Firstly, venture capital is often considered a risky investment. For pension funds looking for long-term, stable investments, this allocation can be hard to justify. A growth company whose business model is unproven often looks significantly riskier than an established FTSE 100 brand.
Yet, over the past 10 years or so, technology has changed perceptions of where the risk lies, enabling highly skilled newcomers to transform sectors and challenge the incumbents. Challenger companies such as Secret Escapes, Zoopla and Swoon Editions — which Octopus has backed through its own institutional funds — have changed the way customers book travel, find new homes and purchase furniture. Secret Escapes, for example, brings luxury, discounted holidays to subscribers at the click of a button. Compare this business with a travel brand with a longer heritage, say, Thomas Cook; the risk comparison is no longer black-and-white in favor of the incumbent.
In many cases, technological developments and the quality of entrepreneurs behind these companies make the challengers look less risky than the incumbents. The investment case for tech-related startups in particular is becoming hard for pension funds to ignore.
Secondly, in the past, the scale of European venture capital funds was generally too small for pension funds to pursue. Administratively, the hassle of allocating 10% of capital to a venture capital fund, for example, was off-putting. As European venture capital funds continue to grow in scale there will be more opportunities for pension funds to allocate a meaningful sum.
Lastly, narrow allocation descriptions can limit pension funds' ability to be creative with their investments. Venture capital does not sit comfortably within set "fixed income" or "equity" allocations. Venture capital is now on the radar of investment committees that we expect to increasingly rethink and redesign their allocation boundaries to incorporate venture in future.
Eye toward Brexit
The U.S. has proven pension fund investment in venture capital is a win-win. As the European venture market comes of age, pension funds across Europe should follow the U.S.' lead.

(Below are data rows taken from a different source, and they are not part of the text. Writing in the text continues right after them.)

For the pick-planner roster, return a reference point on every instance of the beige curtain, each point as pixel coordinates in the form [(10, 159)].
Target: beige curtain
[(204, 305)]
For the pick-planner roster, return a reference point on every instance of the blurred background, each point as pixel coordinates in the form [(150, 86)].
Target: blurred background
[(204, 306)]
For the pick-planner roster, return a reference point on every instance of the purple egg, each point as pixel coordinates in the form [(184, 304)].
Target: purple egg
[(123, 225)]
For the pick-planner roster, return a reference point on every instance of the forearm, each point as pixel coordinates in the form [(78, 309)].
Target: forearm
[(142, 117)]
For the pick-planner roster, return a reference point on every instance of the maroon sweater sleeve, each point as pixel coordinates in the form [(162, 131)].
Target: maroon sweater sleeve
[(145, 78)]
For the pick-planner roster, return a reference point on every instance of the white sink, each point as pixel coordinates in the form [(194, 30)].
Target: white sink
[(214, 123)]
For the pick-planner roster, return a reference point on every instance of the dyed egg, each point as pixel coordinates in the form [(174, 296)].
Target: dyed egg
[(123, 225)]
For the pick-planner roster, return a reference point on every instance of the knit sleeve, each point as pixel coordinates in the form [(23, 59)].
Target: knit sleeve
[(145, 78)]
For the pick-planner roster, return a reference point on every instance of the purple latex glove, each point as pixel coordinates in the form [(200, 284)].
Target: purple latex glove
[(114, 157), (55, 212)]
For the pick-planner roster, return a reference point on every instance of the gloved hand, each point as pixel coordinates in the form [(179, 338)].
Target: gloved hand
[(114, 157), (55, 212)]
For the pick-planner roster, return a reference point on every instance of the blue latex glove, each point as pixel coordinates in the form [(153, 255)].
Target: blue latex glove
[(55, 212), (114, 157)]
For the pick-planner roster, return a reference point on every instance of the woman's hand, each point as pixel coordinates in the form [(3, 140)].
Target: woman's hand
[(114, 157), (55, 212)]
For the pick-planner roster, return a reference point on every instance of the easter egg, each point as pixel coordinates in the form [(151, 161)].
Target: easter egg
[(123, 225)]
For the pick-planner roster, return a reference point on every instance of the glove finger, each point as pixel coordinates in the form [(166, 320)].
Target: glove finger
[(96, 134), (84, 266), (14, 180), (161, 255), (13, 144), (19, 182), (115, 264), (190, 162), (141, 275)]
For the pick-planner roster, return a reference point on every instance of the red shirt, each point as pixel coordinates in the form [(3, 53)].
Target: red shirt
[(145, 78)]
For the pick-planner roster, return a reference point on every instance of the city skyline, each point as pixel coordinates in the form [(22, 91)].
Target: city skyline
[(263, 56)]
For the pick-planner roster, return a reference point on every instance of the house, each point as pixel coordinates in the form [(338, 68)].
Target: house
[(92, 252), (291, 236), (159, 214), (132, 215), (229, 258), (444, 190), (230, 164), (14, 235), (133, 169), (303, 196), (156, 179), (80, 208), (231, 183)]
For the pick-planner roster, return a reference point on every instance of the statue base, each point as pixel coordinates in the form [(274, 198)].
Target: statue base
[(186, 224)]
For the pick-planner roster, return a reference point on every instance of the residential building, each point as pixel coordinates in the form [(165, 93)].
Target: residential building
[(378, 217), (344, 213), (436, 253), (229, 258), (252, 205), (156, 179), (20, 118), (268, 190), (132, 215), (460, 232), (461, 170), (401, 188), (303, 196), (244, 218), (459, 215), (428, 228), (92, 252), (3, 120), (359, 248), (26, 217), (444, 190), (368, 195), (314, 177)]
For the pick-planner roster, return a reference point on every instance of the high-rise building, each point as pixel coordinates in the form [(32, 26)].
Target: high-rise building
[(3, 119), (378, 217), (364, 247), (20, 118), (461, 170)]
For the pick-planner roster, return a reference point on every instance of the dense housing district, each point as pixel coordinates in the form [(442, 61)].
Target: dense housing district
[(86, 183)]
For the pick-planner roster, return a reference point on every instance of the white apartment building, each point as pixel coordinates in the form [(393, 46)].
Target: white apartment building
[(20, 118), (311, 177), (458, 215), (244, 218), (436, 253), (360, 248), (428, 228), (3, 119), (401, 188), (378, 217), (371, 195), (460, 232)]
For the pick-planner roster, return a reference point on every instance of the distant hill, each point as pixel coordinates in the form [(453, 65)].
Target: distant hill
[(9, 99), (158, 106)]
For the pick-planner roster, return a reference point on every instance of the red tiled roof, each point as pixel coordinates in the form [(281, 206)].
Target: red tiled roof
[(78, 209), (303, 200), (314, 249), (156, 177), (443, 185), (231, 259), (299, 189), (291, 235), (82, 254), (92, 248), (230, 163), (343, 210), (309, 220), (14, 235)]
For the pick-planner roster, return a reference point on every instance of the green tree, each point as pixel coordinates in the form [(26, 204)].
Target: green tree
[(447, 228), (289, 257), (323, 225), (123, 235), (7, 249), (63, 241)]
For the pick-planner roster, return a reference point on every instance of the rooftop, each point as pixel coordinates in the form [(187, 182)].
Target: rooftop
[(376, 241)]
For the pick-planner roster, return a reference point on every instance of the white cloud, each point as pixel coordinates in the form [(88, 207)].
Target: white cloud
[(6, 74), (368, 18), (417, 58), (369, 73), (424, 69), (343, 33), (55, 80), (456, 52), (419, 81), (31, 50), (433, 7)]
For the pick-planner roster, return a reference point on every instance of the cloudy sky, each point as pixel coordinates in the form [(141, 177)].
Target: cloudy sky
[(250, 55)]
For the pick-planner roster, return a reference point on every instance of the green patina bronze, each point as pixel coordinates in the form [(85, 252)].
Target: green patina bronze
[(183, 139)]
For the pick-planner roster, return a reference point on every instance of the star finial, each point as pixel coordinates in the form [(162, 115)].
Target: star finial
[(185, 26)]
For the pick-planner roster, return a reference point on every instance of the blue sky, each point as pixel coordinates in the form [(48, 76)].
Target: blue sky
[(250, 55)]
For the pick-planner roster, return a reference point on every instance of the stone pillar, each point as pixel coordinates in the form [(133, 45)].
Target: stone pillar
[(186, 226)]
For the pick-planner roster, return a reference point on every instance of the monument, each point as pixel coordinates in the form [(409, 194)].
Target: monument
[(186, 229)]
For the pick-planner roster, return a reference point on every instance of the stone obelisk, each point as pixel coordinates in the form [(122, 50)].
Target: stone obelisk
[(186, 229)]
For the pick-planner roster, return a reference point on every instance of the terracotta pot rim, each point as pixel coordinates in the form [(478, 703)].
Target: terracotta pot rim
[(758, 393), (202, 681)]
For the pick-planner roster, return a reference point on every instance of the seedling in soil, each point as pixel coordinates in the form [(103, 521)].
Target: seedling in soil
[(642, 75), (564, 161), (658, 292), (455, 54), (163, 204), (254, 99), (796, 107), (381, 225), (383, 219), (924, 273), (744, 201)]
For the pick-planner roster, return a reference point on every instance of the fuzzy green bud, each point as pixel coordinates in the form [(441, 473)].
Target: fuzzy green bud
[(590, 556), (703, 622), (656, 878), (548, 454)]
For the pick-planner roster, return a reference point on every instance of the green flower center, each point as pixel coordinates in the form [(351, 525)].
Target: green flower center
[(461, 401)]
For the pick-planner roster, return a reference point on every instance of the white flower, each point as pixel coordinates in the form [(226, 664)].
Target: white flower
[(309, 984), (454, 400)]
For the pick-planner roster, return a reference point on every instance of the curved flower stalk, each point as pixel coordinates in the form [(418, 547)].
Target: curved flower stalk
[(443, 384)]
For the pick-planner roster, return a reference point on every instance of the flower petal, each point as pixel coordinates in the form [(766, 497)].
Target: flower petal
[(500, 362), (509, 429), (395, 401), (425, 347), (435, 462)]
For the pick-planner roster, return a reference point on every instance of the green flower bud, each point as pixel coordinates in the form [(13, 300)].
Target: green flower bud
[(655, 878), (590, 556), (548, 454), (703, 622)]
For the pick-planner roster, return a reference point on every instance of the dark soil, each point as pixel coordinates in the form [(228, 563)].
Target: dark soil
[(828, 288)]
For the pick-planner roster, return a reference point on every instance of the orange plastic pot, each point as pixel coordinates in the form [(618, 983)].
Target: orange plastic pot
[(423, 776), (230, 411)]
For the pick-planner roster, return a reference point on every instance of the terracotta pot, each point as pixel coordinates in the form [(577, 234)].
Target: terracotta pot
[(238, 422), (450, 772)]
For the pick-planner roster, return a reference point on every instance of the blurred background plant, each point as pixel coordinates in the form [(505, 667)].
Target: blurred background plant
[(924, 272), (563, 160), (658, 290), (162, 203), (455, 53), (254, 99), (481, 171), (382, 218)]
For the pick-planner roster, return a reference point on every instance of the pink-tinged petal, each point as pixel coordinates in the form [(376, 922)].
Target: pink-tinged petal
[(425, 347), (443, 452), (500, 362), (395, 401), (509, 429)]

In the Brexit environment, the U.K. in particular would be wise to look after its high-growth small businesses. As some of the most productive businesses in the U.K., creating an additional two months of economic output per year compared to the average U.K. business, HGSBs will be central to economic growth in a post-Brexit world.
By adding these companies to their investment portfolios, pension funds can ensure HGSBs get the funding they need, while accessing the potential for long-term returns.
Chris Hulatt is co-founder of Octopus Group, London. This content represents the views of the author. It was submitted and edited under P&I guidelines but is not a product of P&I's editorial team.